His father’s hand reached between Jules’s legs and pinched the soft inner skin of his thigh.
Hope you learned your lesson, son. Fear is your best friend. You stay scared. Hear me?
Jules heard him now.
*
His father visited. In the hour Jules walked the prison yard watching, waiting, for someone—a relative of the boy or a hit man hired by the boy’s family—to kill him. Stab him in the liver with a jail-made knife, break his neck with a finely placed grip-squeeze-twist. He spoke with his father in the yard, figuring it didn’t hurt that he looked crazy arguing with himself. Hell, maybe he was crazy. Not crazy enough, his lawyer had told him after the psychiatrist from court visited.
His lawyer, Stan—a jittery twentysomething in thick, black-framed glasses—had asked so many questions. About Jules’s parents, his grandparents, stretching way back when, to great-great grandparents he’d only seen in yellowed photos in his mom’s albums. Stan was digging, Jules realized, for a story. An offering for the judge. Stan asked Jules if anything bad had happened to anyone in his family, any victims of racially incited crime.

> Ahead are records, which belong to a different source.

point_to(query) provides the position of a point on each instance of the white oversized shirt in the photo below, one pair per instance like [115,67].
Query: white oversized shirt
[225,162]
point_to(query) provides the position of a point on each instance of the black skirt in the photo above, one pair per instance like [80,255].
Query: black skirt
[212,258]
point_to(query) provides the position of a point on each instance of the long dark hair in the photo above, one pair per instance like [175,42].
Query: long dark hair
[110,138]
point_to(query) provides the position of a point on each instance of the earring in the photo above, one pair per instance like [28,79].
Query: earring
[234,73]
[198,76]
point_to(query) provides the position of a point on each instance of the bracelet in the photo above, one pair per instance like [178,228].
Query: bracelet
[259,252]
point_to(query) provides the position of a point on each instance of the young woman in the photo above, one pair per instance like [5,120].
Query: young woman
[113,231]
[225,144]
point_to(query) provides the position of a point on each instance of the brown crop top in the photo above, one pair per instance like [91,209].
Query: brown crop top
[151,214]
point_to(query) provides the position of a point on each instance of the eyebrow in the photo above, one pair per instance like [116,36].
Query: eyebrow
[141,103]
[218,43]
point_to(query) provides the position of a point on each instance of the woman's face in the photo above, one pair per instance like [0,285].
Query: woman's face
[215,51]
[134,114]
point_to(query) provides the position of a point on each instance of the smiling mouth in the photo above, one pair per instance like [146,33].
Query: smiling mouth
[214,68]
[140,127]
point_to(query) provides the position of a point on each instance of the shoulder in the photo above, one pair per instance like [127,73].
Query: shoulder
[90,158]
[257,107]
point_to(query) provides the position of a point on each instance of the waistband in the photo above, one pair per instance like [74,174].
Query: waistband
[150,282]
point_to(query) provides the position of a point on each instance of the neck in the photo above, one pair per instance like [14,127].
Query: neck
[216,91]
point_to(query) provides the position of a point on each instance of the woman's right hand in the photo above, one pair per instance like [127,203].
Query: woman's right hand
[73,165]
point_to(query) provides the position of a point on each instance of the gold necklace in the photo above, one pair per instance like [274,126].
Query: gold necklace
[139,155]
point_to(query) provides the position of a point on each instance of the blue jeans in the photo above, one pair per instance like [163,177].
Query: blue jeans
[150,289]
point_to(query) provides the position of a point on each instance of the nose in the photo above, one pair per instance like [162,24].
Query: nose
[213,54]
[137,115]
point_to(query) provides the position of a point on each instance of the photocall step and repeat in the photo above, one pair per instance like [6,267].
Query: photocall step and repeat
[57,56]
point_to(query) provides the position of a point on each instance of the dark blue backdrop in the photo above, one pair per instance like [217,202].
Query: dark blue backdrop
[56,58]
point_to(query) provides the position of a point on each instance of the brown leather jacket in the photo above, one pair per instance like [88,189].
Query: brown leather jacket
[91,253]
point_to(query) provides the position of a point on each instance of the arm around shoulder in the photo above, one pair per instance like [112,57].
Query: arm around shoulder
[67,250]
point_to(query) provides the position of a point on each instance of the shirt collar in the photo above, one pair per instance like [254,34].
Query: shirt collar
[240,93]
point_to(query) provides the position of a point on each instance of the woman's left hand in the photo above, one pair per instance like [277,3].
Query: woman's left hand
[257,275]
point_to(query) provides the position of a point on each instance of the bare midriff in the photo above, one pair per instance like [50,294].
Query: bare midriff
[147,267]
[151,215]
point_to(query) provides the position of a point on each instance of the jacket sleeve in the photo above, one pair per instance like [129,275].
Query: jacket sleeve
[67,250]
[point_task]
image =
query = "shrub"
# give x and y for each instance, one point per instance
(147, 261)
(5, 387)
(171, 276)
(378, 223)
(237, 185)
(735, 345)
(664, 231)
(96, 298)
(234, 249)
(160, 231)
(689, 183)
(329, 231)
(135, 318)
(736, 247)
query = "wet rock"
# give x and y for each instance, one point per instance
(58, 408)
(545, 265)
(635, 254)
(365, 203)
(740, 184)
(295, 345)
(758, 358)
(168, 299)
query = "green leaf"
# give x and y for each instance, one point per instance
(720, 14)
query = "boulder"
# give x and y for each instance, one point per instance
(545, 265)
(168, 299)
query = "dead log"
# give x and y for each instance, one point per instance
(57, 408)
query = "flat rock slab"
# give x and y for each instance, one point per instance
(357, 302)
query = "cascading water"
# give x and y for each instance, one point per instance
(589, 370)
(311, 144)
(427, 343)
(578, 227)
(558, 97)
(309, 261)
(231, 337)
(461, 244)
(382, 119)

Jules had almost laughed. Shit, what black man didn’t have a bucketload of stories to tell?
They had meeting after meeting. Jules recounting stories his mother and father had told him years ago, or he’d overheard as a kid at his great-aunt’s dining-room table. Jules ate half-cooked Hot Pockets and cherry Coca-Cola Stan bought from the vending machines in the visitors’ area, and the small gray meeting room filled with ghosts. His father’s. His mother’s. His great-aunt Eunice, who’d been raped by a gang of white men at the hotel she’d cleaned uptown. The further back, the bloodier the stories, the happier the lawyer seemed—nodding as he took pages of notes on yellow legal pads. More, Stan demanded, more. Jules’s grandfather Samuel had lost three fingers in a machinery accident at a lumber mill down in North Carolina. His grandmother Laverne’s daughter Susanna had drowned in the Ashepoo River floods when she was four, Eva’s age. And there was Grandpa John, his pops’s father, a sad old man with a crooked back who Jules remembered visiting when he was a boy. He’d had a cane top made from the hoof of a deer, the fur blond and silky.

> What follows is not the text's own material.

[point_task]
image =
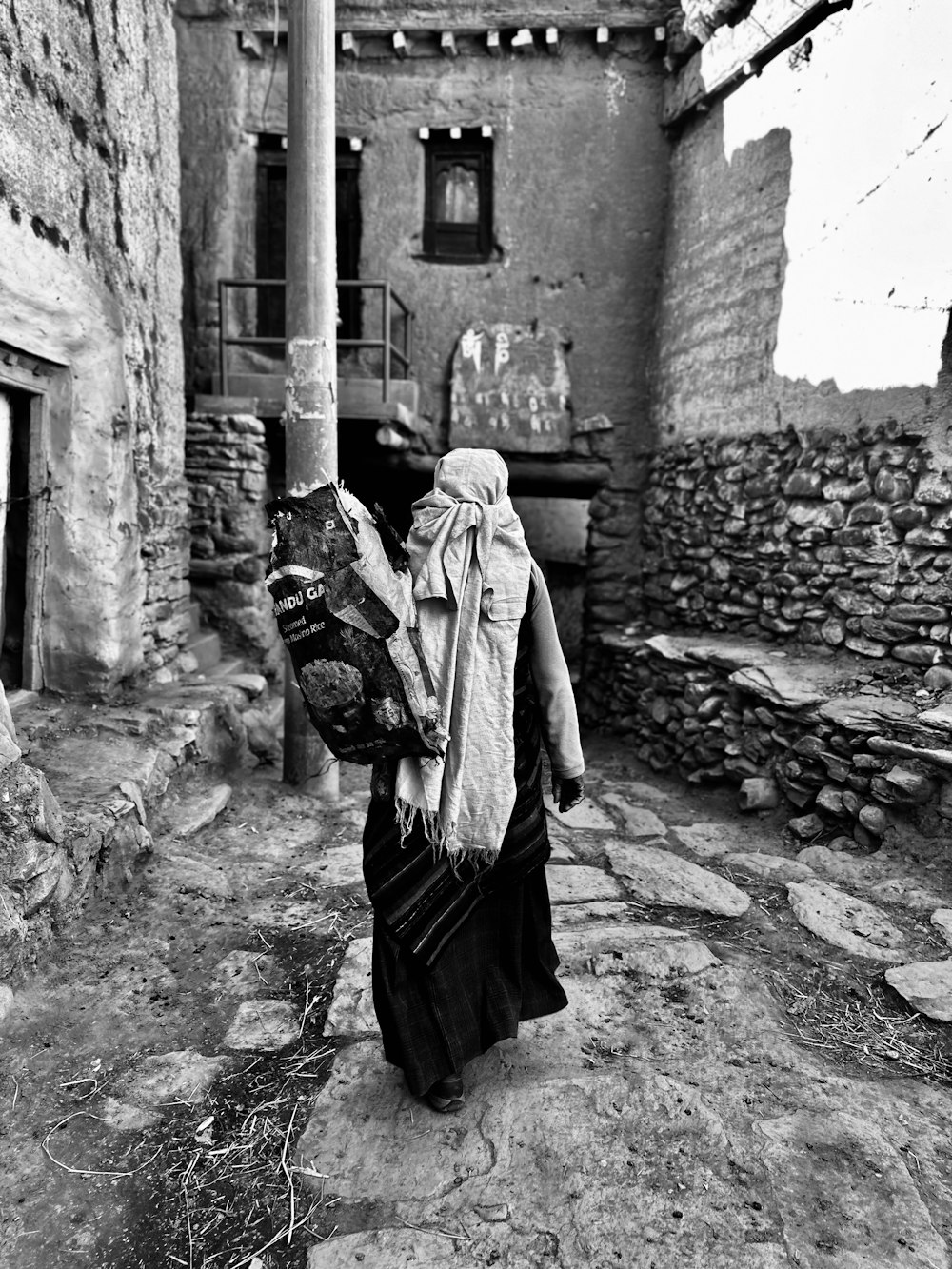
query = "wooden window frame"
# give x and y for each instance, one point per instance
(447, 241)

Sad how? Stan asked, and Jules felt the lawyer lean forward in his chair. Hungry for a story.
He told how Grandpa John’s shop—a general store that sold packets of seeds and dry goods and other sundries to the blacks of Beaver Falls, Pennsylvania—was burned down to its posts one night by a group of men Jules’s dad claimed were KKK. The lawyer pumped a sleek suited arm in the air. Like they’d bet on the right horse. PTSD, his lawyer explained. Handed down through generations. Trauma so powerful it changes a man’s DNA.